February, I hate you. You are IV poles in a small room. You are nausea, fatigue, and sleepless nights from all the drugs and ports and test results. You are baldness and boredom and isolation and neuropathy.

But I need you, too, February. You are the promise of tomorrows and next years. You are plans and dreams and a gaggle of grandbabies to watch grow and learn.

February, I need you to come through for us. I hope that you will be the month we look back on, knowing it was the dark before the dawn. You are the month of love, February, and if you just give us this one thing, we’ll love you forever.

Just this one thing.


Checking math is tough these days. I add up a column of fractions three times because I keep losing my train of thought. Guess I should have splurged for that teacher’s guide. The car is always good for some tears, either because it’s a quiet place to think, or because the radio is playing something that speaks to my life right now.

Our hope is in the Lord. God has a plan. I can know all of that with my head, but my heart doesn’t care. Because sometimes God’s plans don’t line up with mine. And that hurts. And my heart is not ready for that sort of hurt today. Or tomorrow. Or ever.

And yet– for all this February suffering, it’s also a gift.

I *do* have time. I have time to say the things that need to be said. To remember good times together. To never miss a chance for a visit. I have the gift of no regrets. However you end up, February, my eyes are open. There are no surprises.

Really, February, you’re just life under a microscope. You magnified the conundrum of humanity 10,000 times. Every day we’re faced with how “live like you were dying” actually plays out. Do we skip spelling lists and sweeping and spaghetti, opting to have a pillow fight and stay up late telling stories? Because that will make tomorrow reeeeeeeally hard. But if we always choose the dishes over fixing a puzzle? Not super great. Where’s the balance?

Oh, February. You are a month of paradoxes. I’m not sure whether we’ll be friends after this or not. Only God knows.

God knows. He knows how if you do life right, it ends up hurting. If you love someone deeply, even just the thought of letting go is unbearable. God is strong enough to bear my sorrow. My honest thoughts. My own personal psalm of lamentations. He knows.

I don’t understand.
How did we get here? How can this be part of Your plan?
Fix it. Just fix it now.
Please. Please. Please.
Let this cup pass.
Please.
Please let this treatment work.
Please let my parents kiss at my children’s wedding reception
s.
Let them get older and wrinklier as they argue about so-and-so’s younger sister’s name.
Please.
But not my will, but Yours.


Like a toddler asking for a snack before dinner, I will not give up. I will keep asking. I will offer all the Masses, pray all the novenas, and ask all my friends to pray, too. Maybe even strangers.

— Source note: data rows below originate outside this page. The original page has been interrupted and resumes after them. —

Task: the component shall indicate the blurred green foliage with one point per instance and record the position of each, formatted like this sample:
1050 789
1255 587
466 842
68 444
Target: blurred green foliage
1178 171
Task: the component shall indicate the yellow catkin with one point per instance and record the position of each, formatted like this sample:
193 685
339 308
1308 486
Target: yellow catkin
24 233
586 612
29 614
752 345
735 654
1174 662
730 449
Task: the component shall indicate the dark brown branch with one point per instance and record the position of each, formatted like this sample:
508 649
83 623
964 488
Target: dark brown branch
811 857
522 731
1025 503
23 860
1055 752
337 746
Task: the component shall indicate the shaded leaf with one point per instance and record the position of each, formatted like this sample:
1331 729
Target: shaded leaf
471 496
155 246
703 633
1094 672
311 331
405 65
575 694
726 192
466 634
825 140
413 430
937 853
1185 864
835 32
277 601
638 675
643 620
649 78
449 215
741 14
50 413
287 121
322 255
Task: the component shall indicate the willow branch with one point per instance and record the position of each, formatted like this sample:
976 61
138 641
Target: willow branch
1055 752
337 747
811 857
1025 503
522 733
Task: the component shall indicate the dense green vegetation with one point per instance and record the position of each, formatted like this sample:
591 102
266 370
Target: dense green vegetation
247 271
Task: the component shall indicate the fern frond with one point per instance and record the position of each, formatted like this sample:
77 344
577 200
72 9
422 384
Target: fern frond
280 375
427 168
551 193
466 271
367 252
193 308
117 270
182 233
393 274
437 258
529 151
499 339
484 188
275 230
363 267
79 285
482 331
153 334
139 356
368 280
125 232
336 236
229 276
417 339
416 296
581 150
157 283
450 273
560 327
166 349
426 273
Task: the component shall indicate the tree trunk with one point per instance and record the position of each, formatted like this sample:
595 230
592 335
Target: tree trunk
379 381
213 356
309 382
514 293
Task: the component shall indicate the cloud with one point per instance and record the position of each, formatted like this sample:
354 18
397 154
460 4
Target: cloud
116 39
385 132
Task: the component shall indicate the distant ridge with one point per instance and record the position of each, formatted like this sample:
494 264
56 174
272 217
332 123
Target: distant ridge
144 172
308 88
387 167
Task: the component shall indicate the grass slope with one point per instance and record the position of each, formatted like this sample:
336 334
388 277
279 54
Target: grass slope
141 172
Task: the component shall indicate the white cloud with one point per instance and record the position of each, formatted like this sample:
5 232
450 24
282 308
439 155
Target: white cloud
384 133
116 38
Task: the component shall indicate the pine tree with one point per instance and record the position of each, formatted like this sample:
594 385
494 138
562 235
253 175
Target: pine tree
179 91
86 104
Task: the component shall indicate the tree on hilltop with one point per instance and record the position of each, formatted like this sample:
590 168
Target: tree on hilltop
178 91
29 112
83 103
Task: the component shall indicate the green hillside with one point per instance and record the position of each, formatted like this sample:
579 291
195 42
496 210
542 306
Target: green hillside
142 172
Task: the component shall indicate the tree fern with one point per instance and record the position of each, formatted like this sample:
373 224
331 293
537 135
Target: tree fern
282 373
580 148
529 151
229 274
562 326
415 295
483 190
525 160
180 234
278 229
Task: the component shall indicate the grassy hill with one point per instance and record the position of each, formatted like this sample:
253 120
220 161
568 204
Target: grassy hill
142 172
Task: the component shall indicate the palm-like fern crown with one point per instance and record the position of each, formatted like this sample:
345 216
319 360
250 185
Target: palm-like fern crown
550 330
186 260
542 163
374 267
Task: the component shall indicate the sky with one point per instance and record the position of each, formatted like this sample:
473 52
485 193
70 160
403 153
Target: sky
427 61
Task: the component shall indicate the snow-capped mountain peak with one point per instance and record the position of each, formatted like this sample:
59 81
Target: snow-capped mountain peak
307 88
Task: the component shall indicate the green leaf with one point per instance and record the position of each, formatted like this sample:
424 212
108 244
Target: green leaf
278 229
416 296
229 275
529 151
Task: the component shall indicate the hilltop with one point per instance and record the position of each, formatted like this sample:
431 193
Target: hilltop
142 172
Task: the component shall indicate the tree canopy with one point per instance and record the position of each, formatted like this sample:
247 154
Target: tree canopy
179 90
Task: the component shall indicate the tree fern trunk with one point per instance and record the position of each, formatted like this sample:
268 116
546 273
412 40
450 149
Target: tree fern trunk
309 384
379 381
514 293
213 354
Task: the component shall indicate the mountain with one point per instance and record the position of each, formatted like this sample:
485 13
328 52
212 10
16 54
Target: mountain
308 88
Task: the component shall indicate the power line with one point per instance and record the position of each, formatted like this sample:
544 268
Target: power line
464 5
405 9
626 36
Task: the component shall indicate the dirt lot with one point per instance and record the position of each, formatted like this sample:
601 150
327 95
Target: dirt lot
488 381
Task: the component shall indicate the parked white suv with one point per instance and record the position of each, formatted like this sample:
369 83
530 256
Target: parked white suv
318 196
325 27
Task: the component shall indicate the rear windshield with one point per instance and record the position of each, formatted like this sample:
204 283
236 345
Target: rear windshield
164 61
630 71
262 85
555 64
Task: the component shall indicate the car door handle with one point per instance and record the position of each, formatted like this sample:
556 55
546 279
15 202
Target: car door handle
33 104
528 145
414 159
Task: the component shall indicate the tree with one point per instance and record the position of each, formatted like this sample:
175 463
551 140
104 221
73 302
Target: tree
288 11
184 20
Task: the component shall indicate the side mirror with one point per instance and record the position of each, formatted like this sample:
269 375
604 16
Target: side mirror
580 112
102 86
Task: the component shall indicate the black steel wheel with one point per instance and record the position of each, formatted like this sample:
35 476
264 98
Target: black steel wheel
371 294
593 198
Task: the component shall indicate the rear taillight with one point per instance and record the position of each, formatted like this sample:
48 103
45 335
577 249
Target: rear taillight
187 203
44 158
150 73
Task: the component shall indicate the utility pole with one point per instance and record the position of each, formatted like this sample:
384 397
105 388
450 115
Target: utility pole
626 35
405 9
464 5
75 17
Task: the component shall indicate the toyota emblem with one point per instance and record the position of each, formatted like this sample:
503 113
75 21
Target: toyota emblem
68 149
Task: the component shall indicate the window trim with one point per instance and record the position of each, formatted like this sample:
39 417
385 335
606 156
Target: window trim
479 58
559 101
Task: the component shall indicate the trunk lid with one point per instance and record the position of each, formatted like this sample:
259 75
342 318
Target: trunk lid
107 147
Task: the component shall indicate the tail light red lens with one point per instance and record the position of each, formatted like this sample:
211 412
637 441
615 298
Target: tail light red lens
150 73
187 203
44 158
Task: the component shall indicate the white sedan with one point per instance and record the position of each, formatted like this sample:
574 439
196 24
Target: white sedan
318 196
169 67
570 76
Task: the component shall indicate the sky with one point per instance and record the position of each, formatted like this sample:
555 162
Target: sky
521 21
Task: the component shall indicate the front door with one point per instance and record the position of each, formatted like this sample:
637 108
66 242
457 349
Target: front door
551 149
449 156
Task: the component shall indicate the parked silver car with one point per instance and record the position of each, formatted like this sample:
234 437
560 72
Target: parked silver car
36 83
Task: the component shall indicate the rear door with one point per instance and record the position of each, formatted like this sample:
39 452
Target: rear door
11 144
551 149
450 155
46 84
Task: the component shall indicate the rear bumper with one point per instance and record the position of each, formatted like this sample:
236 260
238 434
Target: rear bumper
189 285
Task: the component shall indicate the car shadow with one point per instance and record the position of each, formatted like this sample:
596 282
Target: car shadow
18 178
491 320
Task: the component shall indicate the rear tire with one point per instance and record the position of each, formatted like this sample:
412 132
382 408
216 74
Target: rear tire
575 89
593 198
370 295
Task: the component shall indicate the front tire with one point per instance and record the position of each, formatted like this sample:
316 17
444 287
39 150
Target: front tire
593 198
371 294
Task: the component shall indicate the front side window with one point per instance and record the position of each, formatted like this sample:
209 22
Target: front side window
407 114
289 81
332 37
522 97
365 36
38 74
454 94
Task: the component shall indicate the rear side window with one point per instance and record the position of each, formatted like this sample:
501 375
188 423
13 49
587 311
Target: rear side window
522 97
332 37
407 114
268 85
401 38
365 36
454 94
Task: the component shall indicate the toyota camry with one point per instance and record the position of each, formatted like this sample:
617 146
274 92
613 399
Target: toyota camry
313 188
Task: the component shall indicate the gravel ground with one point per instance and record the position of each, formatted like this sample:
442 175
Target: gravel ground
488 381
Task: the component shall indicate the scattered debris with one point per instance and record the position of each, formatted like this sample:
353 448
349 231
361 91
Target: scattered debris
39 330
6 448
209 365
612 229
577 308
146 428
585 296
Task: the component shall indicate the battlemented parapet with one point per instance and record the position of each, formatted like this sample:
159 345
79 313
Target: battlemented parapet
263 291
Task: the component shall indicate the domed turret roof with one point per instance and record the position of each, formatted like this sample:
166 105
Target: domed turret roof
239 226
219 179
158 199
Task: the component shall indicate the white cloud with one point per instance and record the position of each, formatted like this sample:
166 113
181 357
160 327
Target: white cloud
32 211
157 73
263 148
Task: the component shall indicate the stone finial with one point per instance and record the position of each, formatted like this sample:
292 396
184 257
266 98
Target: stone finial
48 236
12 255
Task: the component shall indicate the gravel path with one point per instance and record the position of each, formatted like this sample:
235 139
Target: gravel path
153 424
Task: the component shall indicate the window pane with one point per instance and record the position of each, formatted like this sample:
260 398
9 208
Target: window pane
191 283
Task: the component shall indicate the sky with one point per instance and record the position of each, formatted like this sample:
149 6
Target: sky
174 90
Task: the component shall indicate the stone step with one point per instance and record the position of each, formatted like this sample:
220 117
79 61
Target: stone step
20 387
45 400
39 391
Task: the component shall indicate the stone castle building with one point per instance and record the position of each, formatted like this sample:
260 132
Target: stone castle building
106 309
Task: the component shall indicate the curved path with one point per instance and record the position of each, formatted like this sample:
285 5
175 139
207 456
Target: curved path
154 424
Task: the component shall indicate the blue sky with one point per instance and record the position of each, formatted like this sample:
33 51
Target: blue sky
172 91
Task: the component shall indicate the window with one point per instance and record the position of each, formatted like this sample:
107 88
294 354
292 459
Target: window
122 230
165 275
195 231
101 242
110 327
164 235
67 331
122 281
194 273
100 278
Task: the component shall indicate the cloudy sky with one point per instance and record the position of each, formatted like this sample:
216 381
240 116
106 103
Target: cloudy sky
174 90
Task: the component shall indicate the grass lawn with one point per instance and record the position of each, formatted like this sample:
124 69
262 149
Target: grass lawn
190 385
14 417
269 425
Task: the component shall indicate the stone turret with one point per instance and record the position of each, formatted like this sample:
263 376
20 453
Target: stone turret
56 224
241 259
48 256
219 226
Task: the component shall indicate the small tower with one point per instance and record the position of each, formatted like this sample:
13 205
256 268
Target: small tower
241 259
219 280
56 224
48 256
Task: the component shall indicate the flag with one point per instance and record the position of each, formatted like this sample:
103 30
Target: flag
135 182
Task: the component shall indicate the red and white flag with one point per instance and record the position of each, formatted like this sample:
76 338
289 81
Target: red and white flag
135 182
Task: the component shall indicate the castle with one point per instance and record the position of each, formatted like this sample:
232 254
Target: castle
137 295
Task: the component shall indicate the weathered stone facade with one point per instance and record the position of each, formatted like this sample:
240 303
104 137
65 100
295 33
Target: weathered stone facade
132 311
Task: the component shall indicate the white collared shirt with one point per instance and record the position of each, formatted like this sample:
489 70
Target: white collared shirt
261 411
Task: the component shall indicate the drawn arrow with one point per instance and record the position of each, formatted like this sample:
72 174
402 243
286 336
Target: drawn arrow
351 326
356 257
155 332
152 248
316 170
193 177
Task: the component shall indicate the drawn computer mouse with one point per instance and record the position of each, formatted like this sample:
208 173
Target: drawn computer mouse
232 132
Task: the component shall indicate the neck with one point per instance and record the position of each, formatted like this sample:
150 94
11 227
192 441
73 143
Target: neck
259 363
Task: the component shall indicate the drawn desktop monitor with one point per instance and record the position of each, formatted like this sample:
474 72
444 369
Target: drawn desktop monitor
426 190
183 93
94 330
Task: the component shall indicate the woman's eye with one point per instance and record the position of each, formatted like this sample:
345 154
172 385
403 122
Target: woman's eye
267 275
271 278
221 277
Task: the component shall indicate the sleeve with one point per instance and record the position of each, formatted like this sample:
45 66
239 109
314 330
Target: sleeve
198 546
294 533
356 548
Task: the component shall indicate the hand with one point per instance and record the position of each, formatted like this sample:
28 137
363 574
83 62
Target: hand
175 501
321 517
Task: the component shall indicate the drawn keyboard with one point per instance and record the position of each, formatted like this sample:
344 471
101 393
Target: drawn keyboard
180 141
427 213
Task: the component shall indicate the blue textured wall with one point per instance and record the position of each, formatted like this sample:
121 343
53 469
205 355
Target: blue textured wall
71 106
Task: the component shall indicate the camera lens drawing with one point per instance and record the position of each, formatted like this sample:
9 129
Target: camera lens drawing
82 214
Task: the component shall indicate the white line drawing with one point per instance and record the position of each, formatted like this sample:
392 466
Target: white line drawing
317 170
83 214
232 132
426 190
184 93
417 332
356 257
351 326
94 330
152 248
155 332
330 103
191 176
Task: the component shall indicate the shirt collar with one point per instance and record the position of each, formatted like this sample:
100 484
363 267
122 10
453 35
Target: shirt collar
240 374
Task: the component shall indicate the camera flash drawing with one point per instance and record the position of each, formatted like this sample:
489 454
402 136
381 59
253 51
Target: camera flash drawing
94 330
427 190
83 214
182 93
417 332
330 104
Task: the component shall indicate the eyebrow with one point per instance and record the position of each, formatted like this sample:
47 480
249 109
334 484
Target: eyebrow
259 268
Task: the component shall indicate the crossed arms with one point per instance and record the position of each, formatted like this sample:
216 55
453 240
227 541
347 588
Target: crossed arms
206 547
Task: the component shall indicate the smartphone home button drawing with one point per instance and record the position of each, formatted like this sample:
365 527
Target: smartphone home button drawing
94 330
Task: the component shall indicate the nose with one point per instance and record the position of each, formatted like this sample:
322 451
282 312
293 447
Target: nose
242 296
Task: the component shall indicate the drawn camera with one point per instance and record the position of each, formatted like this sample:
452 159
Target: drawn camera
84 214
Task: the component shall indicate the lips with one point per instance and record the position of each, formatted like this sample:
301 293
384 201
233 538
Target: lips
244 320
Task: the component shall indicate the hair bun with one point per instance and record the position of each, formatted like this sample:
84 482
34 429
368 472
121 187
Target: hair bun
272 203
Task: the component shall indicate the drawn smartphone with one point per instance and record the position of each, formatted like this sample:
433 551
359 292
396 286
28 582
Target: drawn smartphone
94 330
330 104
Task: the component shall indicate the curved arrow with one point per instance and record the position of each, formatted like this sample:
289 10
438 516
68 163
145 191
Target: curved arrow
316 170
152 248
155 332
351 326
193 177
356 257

As much as I don’t understand, I do. That’s the reality of February and Calvalry. They make no earthly sense. But they matter. Somehow. That’s how trust works. Faith. Love. All of it.

Am I crazy person who talks to months and God? I guess so. It’s February.

Please keep my parents, my siblings, and my little family in your prayers. February is going to be A Month for us.

6 Comments


  1. // Reply

    Oh Alicia, I hope all the same things for February that you do. I will be praying for them too. ♥️


  2. // Reply

    Wow! This is so beautifully said. I pray for peace and patience and lots of love for all of you. I pray for precious times and memories and strength and healing, and far more good times than bad, and for you all to feel God’s hand in yours and His arms around you as you travel this journey together!


  3. // Reply

    We continue to pray for him every morning! Love to all your family!